ConSeq FAQ

1. What is the minimum number of sequences required to get reliable results?

2. What are the advantages of using phylogenetic trees?

3. For what kind of proteins is it advisable to use ConSeq?

4. What should I do if I find problems uploading external MSA files?

 5. Is it possible for the extreme grades 1 and 9 to be unoccupied? Which conditions give this result?

6. Can I download the core algorithm of ConSeq?

 7. What is the maximal ConSeq run?

 

1. What is the minimum number of sequences required to get reliable results?

There is not an exact answer to this, as the variance between the sequences matters. Nevertheless, as a 'rule of thumb', we recommend a minimum of 10 homologues. If PSI-BLAST found fewer than that, you can try to raise the E-value cutoff, for example by changing it from the default 0.001 to 0.01. However, the additional sequences found may be phylogenetically distant from the query sequence, which can influence the quality of the generated MSA. On the other hand, if too many homologues are used, the conservation signal/s may decrease due to background noise added to the MSA. Thus, a better solution is to supply your own MSA file.
 

2. What are the advantages of using phylogenetic trees?

  • All databases contain a certain degree of over-representation of certain families or species (HIV, Human, etc.). Phylogenetic trees deal better with redundancy than methods that analyze MSA directly, by weighting clusters of closely-related sequences differently. This clustering process diminishes the influence of redundant sequences.
     
  • The phylogenetic tree simulates the evolutionary process better than an MSA. This allows us to identify the more accurately mutations that could have occurred in the history of a family of homologous sequences.
     
  • The phylogenetic tree reconstruction provides us with additional in-silico mutational data for the calculation. This data increases the statistical reliability of the calculations.

3. For what kind of proteins is it advisable to use ConSeq?

ConSeq can be used for all proteins and domain sequences. However, for proteins with determined structures it is advisable to use the ConSurf server http://consurf.tau.ac.il/.

For transmembrane (TM) proteins it is advisable to consider the conservation results only. The buried/exposed prediction for the TM regions is inaccurate and consequently misleads the discrimination between the structural and functional residues.

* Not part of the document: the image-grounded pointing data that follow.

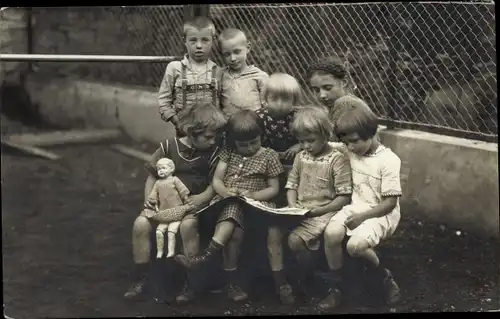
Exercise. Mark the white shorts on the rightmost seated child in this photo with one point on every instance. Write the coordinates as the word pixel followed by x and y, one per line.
pixel 373 230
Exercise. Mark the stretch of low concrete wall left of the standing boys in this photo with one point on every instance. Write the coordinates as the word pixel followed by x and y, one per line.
pixel 78 103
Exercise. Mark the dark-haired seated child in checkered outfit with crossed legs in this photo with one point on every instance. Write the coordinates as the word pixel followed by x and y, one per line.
pixel 245 168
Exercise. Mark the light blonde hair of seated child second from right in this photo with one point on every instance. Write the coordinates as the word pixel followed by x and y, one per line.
pixel 312 119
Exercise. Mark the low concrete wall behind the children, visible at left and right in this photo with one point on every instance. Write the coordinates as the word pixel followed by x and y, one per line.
pixel 445 179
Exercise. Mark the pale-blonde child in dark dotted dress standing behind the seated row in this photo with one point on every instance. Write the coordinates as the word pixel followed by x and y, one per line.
pixel 282 95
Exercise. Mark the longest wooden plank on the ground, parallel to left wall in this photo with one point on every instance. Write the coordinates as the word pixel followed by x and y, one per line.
pixel 64 137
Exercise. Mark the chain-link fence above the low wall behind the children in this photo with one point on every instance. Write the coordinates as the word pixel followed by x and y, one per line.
pixel 427 65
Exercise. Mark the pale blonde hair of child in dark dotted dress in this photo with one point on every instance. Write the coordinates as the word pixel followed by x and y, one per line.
pixel 284 85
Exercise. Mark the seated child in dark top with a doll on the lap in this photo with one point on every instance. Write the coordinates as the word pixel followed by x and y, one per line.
pixel 195 157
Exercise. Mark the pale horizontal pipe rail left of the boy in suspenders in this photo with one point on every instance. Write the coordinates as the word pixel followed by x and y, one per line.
pixel 85 58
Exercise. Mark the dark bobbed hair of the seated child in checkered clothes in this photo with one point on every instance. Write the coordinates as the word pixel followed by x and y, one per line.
pixel 244 125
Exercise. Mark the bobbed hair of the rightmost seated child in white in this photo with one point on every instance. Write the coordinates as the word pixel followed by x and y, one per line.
pixel 356 117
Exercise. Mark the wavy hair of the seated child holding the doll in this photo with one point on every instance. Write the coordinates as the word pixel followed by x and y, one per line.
pixel 201 118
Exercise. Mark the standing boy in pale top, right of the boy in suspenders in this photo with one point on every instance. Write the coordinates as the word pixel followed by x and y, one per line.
pixel 241 85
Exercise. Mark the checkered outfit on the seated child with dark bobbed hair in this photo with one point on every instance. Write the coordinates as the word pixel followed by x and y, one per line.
pixel 247 173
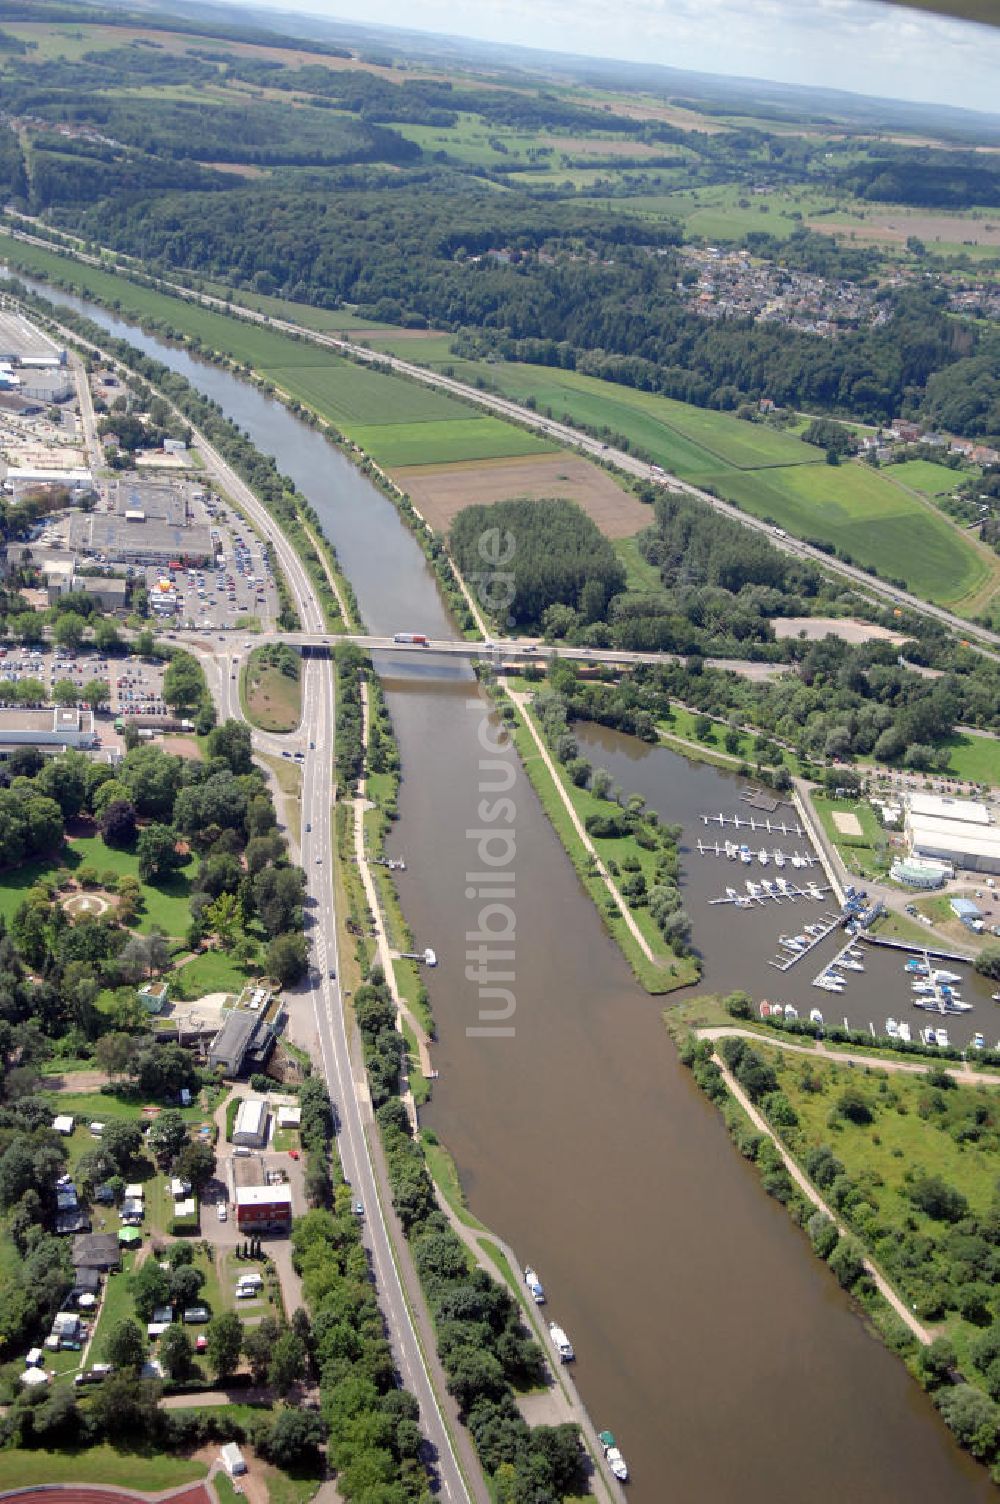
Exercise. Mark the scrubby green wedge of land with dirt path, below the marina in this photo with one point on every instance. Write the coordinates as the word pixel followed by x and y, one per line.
pixel 868 1156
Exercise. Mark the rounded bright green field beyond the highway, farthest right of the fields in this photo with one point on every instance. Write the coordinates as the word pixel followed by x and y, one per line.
pixel 856 509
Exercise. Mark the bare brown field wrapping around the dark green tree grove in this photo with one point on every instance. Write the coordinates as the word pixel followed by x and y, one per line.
pixel 440 493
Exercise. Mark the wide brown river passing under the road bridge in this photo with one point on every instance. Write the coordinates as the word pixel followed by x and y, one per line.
pixel 708 1336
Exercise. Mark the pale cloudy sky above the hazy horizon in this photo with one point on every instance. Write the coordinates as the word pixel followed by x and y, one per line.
pixel 843 44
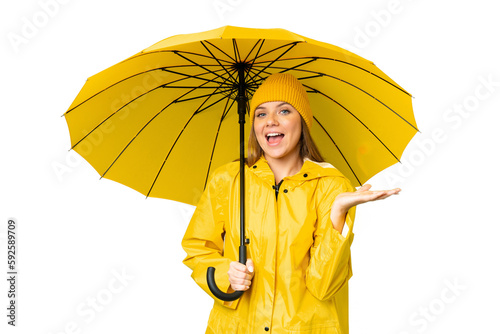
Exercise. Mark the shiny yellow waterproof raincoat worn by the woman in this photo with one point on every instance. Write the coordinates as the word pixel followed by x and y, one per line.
pixel 302 264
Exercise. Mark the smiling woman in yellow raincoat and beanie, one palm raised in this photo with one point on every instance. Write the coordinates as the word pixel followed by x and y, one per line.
pixel 299 251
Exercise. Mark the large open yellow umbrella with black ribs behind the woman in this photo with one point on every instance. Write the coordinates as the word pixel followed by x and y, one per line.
pixel 162 120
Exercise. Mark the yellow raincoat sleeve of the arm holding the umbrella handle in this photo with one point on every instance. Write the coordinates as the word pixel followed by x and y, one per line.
pixel 204 241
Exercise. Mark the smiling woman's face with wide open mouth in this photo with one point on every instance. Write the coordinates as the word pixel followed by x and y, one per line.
pixel 278 128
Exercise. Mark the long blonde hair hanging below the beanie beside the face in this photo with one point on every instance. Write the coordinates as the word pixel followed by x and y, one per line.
pixel 308 148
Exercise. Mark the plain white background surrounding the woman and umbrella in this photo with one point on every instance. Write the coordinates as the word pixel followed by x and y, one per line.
pixel 77 233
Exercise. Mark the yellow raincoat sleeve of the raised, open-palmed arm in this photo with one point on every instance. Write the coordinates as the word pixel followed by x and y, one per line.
pixel 330 255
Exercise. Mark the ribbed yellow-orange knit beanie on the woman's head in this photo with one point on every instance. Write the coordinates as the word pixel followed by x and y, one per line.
pixel 283 87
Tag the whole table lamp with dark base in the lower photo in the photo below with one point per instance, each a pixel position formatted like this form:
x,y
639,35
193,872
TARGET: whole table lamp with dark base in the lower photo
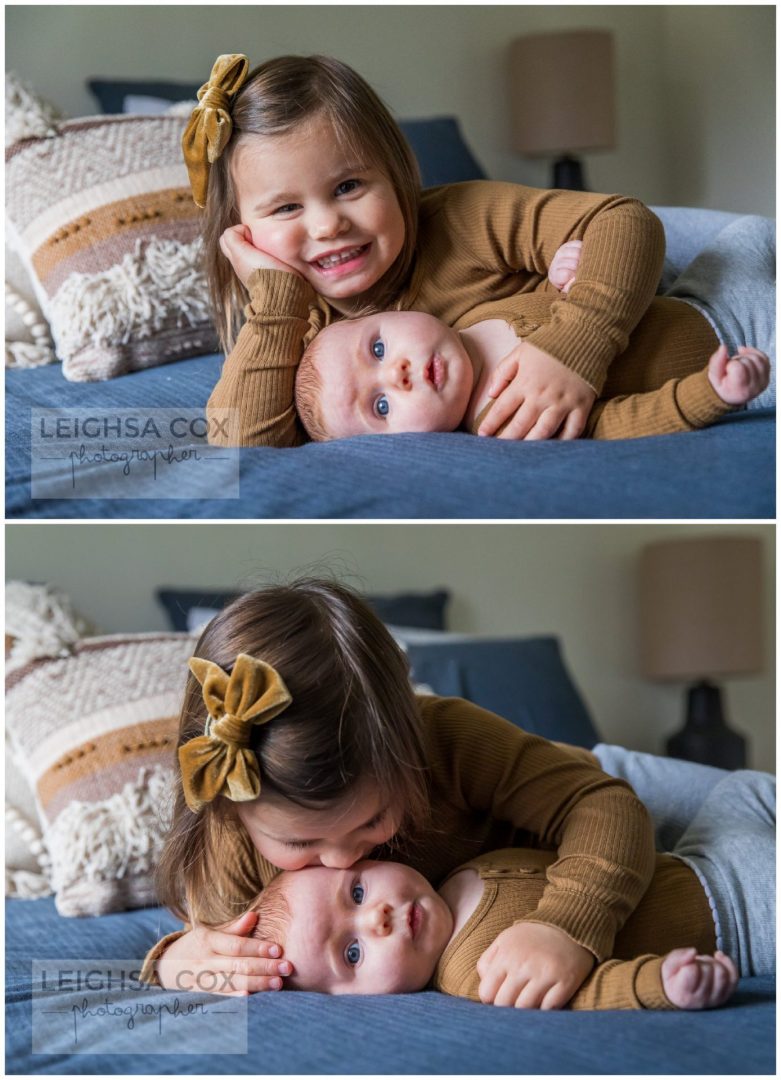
x,y
701,620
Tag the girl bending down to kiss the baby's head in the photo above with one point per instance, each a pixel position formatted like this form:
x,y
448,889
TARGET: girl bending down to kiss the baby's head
x,y
302,744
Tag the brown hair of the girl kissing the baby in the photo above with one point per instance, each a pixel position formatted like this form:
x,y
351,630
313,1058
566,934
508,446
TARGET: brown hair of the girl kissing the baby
x,y
354,718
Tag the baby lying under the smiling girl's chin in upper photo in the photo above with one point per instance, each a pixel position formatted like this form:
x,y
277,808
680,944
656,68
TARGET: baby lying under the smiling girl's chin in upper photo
x,y
409,372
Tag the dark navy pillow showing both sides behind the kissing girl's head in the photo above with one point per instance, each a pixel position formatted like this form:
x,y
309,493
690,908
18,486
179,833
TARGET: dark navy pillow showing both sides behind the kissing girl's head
x,y
422,611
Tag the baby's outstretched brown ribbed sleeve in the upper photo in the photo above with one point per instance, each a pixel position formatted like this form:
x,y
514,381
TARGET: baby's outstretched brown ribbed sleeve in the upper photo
x,y
680,406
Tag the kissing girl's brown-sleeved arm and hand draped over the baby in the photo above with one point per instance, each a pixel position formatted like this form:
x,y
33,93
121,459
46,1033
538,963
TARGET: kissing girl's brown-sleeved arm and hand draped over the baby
x,y
601,831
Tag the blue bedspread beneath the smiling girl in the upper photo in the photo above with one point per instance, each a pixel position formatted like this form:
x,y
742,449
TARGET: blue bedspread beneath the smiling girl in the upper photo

4. What should I do if I find problems uploading external MSA files?

  • Check your MSA file in a simple text editor (e.g. Notepad on Windows). It is very common that MSA files downloaded from the web contain unnecessary characters. Eliminate them, and save your file as text only. 
  • We have found some kind of incompatibility between the text format of PC / Unix and Mac machines. If you are running the ConSeq server from a Mac platform, and you get repetitive error messages, we recommend that you save your file using Word as an "MS-Dos" text file. This format should be compatible with the Dos and Unix text files.

5. Is it possible for the extreme grades 1 and 9 to be unoccupied? Which conditions give this result?

  • Grades 1-8 can be unoccupied, although this will occur rarely, such as when ConSeq finds few homologues. Grade 9 is always occupied by at least one residue.

6. Can I download the core algorithm of ConSeq ?

  • Rate4Site, the core algorithm of ConSeq, is a program for detecting conserved amino-acid sites by computing the relative evolutionary rate for each site in the multiple sequence alignment (MSA).

  • Downloading the program (Unix machine) :

  •  Rate4Site.tar.gz

  • Openning and compiling the proram:

  •  >gunzip Rate4Site.tar.gz

     >tar -xvf Rate4Site.tar

     >g++ -o r4s.exe -O3 -ftemplate-depth-250 *.cpp

  • Running Rate4Site:

  •  For help:

     >r4s.exe -h

     Example:

     >r4s.exe -a '' -s -Qc -Mj -z

7. What is the maximal ConSeq run?

  • ConSeq run will be automatically terminated after 96 hours.